I did a cover piece in The Atlantic last June about how the U.S. military sees China, in terms of rising to China's "shop till you drop" policy on building nuclear submarines and acquiring them. But there's an irony in all of this. While the U.S. military Pacific Command is now formulating how to contain a rising Chinese military power, they also know that the first time U.S. troops go onshore in China may be for disaster relief, ten or twenty years from now. How they perform may have a great impact on stabilizing U.S.-Chinese relations. In an era of global mass media, whatever the politics are between two countries, if there is a massive disaster, that country simply, politically, cannot say no to any foreign element that has the assets and is able to provide relief on the spot.

....But the military on the ground, these NCOs, these noncoms, are getting really good at things.

The military does not pay people to sit around and do nothing, unlike most civil service jobs and university jobs. The military trains its members in skills, and puts them in situations where those skills will be used. Whether a wartime disaster or a peacetime disaster--the military trains for disaster. As bad as war is, being unprepared for war and disaster in a world such as this one is worse.
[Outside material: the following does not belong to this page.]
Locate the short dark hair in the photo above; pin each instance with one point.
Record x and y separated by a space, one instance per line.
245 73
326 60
The media focuses on the returning caskets, and the returning amputees, post traumatic syndromes, and brain damaged service members. For every casualty, there are hundreds returning with more skills and more insights on the world. War is surely hell, but surviving war with your learned competencies intact can be good for everyone you deal with in the future.

As Kaplan noted above, the military tries to extinguish a fire before it becomes noticeable. The military is sometimes given a mission that does not allow that type of preventive warfare to be carried out. The military has to train for all sorts of missions that political leaders might assign.

The military focuses on "getting things done." That means a focus on the competencies of a task. Given that government schools, universities, and popular media focus on anything but competencies for real life, the military acts as a useful counter-point to most of the rest of an affluent--and corrupt--society. As long as the military remains firmly under civilian leadership, that "can do" focus on practical competencies can be channeled into constructive uses for the society.